No longer will employers be able to build their work force on easy phone calls to recruit low-wage foreign workers, the Employment Minister warned. And there were serious measures to show that his reforms are, as he said, more than just tinkering.
But then there is the fact that they did not do it sooner. The controversy crept up on the Conservatives for years, then suddenly mugged them. The numbers of temporary foreign workers in low-skilled jobs has grown rapidly while they have been in power, with the program going from a pilot project to a relatively common practice. Then it hit Stephen Harper's Conservatives where they live.
(What is the Temporary Foreign Worker Program? Read The Globe's easy explanation)

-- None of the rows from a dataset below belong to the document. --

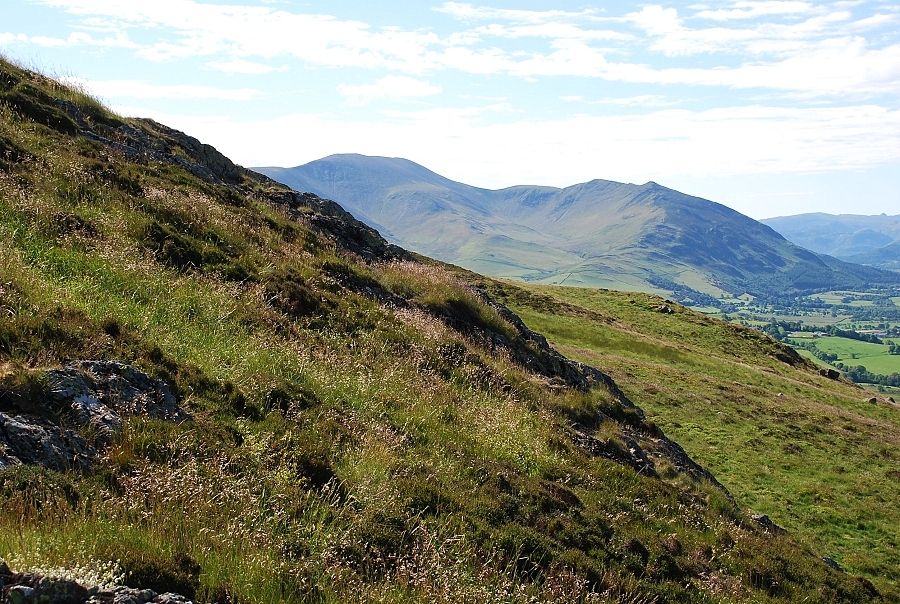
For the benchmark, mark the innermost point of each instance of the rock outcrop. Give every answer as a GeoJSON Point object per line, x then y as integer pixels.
{"type": "Point", "coordinates": [38, 588]}
{"type": "Point", "coordinates": [80, 410]}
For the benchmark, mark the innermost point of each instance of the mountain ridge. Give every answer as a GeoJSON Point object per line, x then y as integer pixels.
{"type": "Point", "coordinates": [351, 422]}
{"type": "Point", "coordinates": [598, 232]}
{"type": "Point", "coordinates": [866, 239]}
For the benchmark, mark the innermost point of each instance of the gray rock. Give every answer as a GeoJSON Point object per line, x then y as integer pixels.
{"type": "Point", "coordinates": [766, 523]}
{"type": "Point", "coordinates": [90, 394]}
{"type": "Point", "coordinates": [20, 594]}
{"type": "Point", "coordinates": [170, 598]}
{"type": "Point", "coordinates": [100, 393]}
{"type": "Point", "coordinates": [832, 563]}
{"type": "Point", "coordinates": [33, 440]}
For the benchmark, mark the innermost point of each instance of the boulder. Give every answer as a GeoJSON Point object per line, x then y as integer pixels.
{"type": "Point", "coordinates": [766, 523]}
{"type": "Point", "coordinates": [85, 394]}
{"type": "Point", "coordinates": [831, 374]}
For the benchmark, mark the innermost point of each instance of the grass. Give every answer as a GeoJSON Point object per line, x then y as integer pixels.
{"type": "Point", "coordinates": [357, 431]}
{"type": "Point", "coordinates": [874, 357]}
{"type": "Point", "coordinates": [807, 451]}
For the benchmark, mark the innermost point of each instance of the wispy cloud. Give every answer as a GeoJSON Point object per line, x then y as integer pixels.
{"type": "Point", "coordinates": [388, 87]}
{"type": "Point", "coordinates": [244, 67]}
{"type": "Point", "coordinates": [750, 9]}
{"type": "Point", "coordinates": [790, 46]}
{"type": "Point", "coordinates": [139, 89]}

Reports that Canadian fast-food employees had been replaced with temporary foreign workers sparked outrage. The notion that the government helped companies bring unskilled foreign people into towns with high unemployment threatened to undermine the Conservatives' main message: that they are focused on Canadians' jobs. Opposition parties argued the Tories do not care about people struggling to find employment in Windsor or Sarnia. They got a reaction.
Mr. Kenney's task on Friday was simple: to finish off the controversy. His press conference, alongside Immigration Minister Chris Alexander, was on the last day of the parliamentary session, so Conservatives could head to summer barbecues in their ridings saying they had fixed it. Put it in the past.
To their credit, they produced a serious plan. The reforms provide greater incentives for employers to find low-wage workers at home by raising application fees and limiting the percentage of each company's work force that can be brought in from abroad. The caps will be phased in over two years. And Mr. Kenney promised to increase transparency by reporting the numbers for each employer.
Even the style used to unveil the reforms was refreshingly grown-up for a government that typically prefers slogans to explanations. The ministers briefed journalists on technical details, and did a talk-till-you-drop press conference explaining their rationale. They acknowledged some businesses might be hurt, but said companies should turn more to recruitment, training and wage increases. Mr. Kenney said he wants to return the program to what it is supposed to be: a last resort.
But there is also the past. Should the Conservatives have woken to the problems before? "No," Mr. Kenney said. The Conservatives, he explained, accepted the policy in place when they took power as "normal."
That is a frank admission. Governments do not look under every rock for worms. But it is a tad short on mea culpa. Under the Conservatives, the number of low-wage workers – those not in special programs for nannies or farm workers, or covered by agreements like NAFTA – grew from a few thousand to tens of thousands. Mr. Harper's government spent to speed up processing for TFWs. If it is broken now, they should have fixed it sooner.
That is why, even with solid fixes for the future, the Conservatives will struggle to put this issue behind them. The opposition will still say the previous problems showed the Conservatives do not care much about unemployed Canadians. They might find cases that embarrass the government now. Any flaw in the reforms will get attention. The Conservatives will wait out Parliament's summer break, hoping that with reforms for the future, they can come back with this issue in the past.